Still, the band’s members acknowledge that Korean indie acts face daunting hurdles when trying to reach both domestic and overseas audiences. “Unless you’re lucky and are, say, being recommended by YouTube’s algorithms, I think it’s hard to find the right connections who’ll introduce you to foreign audiences when you’re first starting out,” Nah says. “In Korea, in order to break into the mainstream music scene, it’s not enough to simply release really good music. Your music needs to be able to directly reach the majority of people in Korea… But without the help of the media, it’s hard to break into the mainstream on your own.

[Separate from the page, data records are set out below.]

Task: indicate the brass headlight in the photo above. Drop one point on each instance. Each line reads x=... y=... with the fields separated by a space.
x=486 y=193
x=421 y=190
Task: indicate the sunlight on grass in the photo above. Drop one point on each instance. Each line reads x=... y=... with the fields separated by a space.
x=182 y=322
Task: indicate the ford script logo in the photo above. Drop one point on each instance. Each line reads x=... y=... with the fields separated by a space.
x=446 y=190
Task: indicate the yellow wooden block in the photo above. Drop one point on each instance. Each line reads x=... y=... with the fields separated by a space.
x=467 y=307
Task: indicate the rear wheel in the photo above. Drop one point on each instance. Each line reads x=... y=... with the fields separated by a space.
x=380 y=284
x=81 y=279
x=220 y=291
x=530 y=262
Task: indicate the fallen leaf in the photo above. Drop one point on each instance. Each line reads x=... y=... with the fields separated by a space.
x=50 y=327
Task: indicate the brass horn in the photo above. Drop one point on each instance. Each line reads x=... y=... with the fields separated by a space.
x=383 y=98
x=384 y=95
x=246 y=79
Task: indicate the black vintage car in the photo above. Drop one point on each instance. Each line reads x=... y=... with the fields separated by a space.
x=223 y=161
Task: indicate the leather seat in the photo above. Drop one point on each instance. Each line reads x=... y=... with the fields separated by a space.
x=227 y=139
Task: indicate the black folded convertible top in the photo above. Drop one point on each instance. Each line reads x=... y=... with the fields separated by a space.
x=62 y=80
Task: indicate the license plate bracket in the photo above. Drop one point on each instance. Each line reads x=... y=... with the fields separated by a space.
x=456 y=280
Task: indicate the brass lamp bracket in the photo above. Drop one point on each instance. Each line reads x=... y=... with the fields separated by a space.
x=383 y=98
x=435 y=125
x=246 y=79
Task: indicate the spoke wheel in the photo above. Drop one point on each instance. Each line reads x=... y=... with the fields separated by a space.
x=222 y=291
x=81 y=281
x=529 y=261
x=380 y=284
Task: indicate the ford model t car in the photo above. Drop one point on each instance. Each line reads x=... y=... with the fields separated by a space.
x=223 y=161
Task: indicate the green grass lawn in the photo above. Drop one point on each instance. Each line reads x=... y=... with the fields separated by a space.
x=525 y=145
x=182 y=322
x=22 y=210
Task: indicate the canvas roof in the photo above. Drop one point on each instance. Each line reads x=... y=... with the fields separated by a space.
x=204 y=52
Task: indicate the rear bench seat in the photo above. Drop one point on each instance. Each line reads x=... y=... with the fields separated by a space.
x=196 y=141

And it’s hard to even get those media opportunities on your own — you need luck and connections.”

Kang points out yet another difficulty that has prevented Korean indie artists from achieving the same level of global fame enjoyed by many idol groups. “For K-pop idols, there are music shows that rate your performance, and you might get to appear on variety shows and gain popularity that way, but for indie bands, there isn’t a clear roadmap for us to follow,” he explains. “There’s no roadmap that’s being shared among Korean indie bands that shows them which local clubs to perform at for, say, an audience of 100 people, or which TV programs you could appear on, and — if you want to perform overseas — which agencies to partner with. Even among bands that are similar in terms of popularity, their paths to success are so different.”

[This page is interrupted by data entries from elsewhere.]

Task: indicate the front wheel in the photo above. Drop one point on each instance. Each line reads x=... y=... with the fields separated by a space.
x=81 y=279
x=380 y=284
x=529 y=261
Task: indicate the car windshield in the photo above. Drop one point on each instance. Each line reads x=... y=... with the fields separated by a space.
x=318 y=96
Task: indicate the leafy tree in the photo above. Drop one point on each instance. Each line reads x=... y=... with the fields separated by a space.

But there are signs that things might be looking up for indie artists in South Korea. For example, both Nah and Kang mention that there seems to be a large — and growing — number of Koreans who used to listen to idol K-pop but are now switching over to indie rock. “In our eyes, we’re seeing this trend,” Kang says. “And we’re hoping it continues,” he adds with a laugh.

As for any other hopes the band might have for the future?

“Coachella!” replies Kang with a huge grin. “Personally, [performing at] Coachella is my goal.”